The closer Elisabeth comes to discovering the truth, the greater the risk grows. With a German officer watching her every step, it will take all of Elisabeth’s resourcefulness and determination to complete her mission.
But in a city where no one is who they claim to be, who can she trust?
I don’t read a lot of spy / espionage fiction – it’s a genre that just doesn’t hold that much appeal. That said, I was intrigued by Mara Timon’s debut, City of Spies, as soon as I heard about it, my interest piqued by the female protagonist, Elisabeth de Mornay – code name Cécile – and I was delighted to win a proof of the novel from the publisher, Zaffre Books, in a Twitter giveaway earlier this year. And I really enjoyed it! I loved the insight into the life of a female operative during World War II, and I found City of Spies to be an engaging and entertaining read.

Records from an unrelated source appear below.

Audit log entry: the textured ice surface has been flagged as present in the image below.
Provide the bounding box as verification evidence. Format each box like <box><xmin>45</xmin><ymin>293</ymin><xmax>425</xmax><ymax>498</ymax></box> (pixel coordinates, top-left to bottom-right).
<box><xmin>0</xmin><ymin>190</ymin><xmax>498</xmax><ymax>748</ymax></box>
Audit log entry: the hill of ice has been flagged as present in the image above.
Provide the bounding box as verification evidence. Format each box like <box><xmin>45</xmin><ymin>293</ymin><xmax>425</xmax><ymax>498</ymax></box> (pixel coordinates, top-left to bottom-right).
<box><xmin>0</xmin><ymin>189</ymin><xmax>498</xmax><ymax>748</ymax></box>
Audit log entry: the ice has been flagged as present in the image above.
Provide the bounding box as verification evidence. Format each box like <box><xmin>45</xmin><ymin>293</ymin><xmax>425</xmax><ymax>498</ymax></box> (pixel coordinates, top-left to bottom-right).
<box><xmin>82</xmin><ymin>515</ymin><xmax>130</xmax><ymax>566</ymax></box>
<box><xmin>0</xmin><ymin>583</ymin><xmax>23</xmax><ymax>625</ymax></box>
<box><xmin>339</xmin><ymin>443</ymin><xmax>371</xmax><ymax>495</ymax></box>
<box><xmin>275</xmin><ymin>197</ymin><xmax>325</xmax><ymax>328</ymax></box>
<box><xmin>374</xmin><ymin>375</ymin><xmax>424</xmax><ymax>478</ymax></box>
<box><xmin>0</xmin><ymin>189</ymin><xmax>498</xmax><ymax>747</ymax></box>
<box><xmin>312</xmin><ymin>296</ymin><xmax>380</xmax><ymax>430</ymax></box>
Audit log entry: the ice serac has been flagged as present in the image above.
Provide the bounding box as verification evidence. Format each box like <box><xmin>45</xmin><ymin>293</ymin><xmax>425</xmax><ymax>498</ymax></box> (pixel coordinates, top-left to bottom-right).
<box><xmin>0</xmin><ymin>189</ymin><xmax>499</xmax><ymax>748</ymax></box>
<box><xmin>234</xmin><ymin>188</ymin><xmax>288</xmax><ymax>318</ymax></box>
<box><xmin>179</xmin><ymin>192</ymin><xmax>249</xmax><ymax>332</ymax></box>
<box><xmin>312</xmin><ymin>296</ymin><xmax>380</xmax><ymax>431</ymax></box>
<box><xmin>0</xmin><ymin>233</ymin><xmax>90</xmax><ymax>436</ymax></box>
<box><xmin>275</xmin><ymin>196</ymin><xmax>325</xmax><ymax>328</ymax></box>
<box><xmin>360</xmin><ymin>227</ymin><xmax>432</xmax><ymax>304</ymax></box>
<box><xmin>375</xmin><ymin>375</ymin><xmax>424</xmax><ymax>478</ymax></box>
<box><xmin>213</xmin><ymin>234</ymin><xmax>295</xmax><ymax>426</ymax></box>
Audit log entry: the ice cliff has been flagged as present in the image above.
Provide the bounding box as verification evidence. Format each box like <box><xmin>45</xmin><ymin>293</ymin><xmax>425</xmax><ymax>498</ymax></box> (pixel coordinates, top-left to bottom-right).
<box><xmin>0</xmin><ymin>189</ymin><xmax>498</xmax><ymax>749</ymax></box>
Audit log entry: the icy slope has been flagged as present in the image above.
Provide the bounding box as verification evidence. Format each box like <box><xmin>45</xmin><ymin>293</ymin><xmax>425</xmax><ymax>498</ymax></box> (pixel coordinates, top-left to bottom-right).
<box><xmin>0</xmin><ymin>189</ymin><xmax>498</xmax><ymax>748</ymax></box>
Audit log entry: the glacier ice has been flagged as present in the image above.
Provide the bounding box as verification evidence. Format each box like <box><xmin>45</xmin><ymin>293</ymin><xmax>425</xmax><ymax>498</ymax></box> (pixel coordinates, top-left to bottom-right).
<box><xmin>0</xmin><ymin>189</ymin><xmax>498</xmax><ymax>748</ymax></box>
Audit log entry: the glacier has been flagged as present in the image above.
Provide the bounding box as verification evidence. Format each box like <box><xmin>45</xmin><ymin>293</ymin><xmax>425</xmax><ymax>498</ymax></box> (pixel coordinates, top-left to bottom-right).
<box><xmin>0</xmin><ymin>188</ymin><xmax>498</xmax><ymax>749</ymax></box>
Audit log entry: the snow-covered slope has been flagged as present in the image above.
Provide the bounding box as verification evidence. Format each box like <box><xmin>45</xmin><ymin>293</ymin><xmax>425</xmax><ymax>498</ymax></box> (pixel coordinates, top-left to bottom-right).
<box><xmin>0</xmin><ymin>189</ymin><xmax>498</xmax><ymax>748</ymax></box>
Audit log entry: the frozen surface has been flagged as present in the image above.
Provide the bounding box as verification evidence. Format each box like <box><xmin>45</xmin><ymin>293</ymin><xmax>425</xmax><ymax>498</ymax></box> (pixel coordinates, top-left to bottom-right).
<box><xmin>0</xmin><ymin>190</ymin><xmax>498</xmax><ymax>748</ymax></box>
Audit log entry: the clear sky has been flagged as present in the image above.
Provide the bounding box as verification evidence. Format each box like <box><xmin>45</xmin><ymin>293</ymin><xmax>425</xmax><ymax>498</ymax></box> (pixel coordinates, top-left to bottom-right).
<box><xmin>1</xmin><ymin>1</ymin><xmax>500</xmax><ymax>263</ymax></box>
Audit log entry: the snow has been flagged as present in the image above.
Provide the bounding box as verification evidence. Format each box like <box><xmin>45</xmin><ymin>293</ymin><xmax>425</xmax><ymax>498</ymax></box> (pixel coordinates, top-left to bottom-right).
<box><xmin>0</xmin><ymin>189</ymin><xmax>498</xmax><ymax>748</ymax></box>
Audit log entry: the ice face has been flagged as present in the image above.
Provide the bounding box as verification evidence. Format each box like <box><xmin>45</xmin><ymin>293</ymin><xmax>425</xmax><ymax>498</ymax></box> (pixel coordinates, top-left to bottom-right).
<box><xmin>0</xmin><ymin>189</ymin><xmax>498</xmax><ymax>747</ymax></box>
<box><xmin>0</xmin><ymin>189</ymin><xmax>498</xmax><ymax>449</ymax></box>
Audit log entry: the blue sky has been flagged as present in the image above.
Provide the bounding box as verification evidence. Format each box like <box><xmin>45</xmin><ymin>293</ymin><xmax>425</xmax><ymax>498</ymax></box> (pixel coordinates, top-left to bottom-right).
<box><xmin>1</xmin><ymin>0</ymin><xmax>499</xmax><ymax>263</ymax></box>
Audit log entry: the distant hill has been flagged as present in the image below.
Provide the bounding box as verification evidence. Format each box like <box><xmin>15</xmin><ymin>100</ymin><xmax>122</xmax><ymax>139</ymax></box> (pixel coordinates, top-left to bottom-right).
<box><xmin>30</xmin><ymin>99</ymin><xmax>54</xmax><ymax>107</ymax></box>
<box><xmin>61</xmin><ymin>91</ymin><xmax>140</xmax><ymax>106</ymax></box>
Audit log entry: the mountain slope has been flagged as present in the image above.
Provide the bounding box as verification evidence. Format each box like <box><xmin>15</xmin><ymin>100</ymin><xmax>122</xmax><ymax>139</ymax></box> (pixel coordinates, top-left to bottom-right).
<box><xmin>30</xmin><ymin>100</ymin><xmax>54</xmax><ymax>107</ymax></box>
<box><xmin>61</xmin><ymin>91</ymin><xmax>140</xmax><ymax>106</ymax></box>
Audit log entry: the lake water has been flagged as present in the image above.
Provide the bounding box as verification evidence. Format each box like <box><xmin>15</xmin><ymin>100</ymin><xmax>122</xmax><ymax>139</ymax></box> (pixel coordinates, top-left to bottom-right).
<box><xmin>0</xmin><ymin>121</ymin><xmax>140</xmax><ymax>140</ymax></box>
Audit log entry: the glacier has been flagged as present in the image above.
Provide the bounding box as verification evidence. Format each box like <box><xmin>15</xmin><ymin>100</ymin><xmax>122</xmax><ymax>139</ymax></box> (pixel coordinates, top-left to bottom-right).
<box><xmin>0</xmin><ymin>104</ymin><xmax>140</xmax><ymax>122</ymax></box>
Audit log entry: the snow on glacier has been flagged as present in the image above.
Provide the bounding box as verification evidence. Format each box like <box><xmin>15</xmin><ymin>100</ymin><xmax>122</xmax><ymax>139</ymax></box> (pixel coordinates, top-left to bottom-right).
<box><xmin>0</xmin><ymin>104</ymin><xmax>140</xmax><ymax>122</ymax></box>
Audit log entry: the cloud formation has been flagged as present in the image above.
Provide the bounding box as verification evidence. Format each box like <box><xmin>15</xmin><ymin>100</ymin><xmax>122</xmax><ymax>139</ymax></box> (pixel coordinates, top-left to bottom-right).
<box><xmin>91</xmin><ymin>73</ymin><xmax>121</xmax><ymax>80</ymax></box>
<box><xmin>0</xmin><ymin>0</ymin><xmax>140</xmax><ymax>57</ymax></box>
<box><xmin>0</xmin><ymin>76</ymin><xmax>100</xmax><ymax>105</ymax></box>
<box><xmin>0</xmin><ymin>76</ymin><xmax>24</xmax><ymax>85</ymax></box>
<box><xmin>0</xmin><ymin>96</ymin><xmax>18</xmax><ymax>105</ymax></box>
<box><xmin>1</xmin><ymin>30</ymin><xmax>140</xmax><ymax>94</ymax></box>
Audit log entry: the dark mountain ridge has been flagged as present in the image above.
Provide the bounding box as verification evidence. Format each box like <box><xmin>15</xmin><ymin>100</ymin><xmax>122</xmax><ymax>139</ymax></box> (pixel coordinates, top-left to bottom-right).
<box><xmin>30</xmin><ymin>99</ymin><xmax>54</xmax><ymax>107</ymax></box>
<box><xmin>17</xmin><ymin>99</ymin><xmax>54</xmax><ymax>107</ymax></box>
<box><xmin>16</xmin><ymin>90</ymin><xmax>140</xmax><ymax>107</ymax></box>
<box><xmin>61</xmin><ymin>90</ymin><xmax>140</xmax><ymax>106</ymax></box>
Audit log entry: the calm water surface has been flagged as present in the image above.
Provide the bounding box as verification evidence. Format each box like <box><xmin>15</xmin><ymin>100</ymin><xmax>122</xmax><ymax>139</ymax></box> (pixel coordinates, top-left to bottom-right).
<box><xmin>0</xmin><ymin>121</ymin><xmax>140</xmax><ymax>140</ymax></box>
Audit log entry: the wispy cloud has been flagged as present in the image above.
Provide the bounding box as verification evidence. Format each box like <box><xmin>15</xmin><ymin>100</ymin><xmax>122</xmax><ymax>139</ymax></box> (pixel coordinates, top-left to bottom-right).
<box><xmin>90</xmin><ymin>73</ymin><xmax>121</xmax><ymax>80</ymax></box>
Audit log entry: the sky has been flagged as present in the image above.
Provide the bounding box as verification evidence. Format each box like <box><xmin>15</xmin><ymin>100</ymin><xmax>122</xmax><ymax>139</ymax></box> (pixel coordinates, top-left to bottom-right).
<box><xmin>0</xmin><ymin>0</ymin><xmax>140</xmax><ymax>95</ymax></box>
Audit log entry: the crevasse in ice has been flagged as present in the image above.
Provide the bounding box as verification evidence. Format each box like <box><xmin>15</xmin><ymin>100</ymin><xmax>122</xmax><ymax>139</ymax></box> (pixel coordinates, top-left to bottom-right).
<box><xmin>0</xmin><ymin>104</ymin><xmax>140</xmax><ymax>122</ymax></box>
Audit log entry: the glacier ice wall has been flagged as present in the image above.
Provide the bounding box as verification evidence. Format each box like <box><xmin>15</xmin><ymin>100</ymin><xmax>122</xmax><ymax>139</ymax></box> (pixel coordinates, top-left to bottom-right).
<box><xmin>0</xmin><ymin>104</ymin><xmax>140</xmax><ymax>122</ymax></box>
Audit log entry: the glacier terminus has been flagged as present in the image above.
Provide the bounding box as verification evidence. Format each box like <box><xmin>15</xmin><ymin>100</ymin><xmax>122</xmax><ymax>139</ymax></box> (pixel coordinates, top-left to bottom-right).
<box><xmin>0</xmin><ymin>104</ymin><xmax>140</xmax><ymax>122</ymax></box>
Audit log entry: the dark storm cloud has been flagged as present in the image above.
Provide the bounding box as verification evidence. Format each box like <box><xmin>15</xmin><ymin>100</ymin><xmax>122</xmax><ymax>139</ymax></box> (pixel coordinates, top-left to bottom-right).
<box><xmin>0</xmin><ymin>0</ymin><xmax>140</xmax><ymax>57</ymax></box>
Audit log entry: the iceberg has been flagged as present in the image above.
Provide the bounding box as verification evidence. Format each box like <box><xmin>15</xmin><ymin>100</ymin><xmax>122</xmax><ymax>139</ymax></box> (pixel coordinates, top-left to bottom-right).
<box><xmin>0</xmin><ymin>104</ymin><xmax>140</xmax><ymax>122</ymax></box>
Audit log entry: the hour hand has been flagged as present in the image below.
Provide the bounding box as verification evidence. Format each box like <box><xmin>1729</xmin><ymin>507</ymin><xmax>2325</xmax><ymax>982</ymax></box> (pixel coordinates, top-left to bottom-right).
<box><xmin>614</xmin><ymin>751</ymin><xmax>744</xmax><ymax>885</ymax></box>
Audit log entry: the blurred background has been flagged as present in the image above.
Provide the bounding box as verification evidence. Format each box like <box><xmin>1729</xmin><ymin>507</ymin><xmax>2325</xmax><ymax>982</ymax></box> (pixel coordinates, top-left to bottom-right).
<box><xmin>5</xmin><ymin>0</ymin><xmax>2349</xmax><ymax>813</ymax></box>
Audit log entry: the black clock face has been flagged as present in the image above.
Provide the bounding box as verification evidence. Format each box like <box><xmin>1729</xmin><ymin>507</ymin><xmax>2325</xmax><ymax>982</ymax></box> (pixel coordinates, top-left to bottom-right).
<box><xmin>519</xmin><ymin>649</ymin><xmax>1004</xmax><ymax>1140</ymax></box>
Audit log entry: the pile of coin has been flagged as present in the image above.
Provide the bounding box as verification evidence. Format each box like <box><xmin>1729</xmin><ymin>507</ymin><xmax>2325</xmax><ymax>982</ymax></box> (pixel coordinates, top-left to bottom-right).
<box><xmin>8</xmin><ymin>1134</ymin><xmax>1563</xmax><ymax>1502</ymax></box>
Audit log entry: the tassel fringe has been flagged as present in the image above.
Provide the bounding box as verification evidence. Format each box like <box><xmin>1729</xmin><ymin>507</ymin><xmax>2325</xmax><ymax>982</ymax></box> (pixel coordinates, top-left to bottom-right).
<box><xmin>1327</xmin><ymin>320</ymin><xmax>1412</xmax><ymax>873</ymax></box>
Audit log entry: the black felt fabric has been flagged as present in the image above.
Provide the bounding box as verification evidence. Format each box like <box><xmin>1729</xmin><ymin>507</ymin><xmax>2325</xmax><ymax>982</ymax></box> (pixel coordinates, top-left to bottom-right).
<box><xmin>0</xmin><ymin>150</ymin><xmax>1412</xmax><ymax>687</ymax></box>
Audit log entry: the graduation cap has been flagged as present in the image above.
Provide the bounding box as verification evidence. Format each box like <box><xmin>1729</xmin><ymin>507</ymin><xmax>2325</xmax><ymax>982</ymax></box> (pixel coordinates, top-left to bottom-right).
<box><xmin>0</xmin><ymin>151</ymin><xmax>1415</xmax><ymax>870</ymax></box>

Elisabeth / Cécile / Solange – as she becomes in Lisbon – is a fantastic character. Her background makes her an ideal candidate for the role, having been estranged from her family due to her choice of husband, a man who later died when his submarine was bombed earlier in the war. I loved seeing her at work throughout the novel – trying to work out who could be trusted, and how far, as well as puzzling out the smuggling operation that she stumbles across in her investigations. She is bold and brave, and with just the right amount of recklessness to make her endearing. She is entirely committed to the cause and willing to do whatever it takes, despite the danger inherent in her role.
In the city of spies, no one is who they claim to be…
The plot is exciting and fast-paced throughout. We first meet Cécile in Paris where she is on the run, her cover having been blown by an overly amorous neighbour whose affections were unwanted and unreturned. From there, it’s a difficult journey with no small amount of hardship along the way, before she eventually lands in the ostensibly neutral Portugal. Working with her godfather, Matthew Harrington, she poses as well to do French widow Solange Verin, and begins to mingle with the expats and locals in order to find out more about the German operations. It’s a difficult role – and the supposed neutrality mean that anyone could be a spy for one side or another, and there are plenty there who have their own agenda.
City of Spies is a very welcome addition to the espionage genre for me, and I enjoyed it much more than I have other novels of this kind. It will be published on 17 September by Zaffre Books.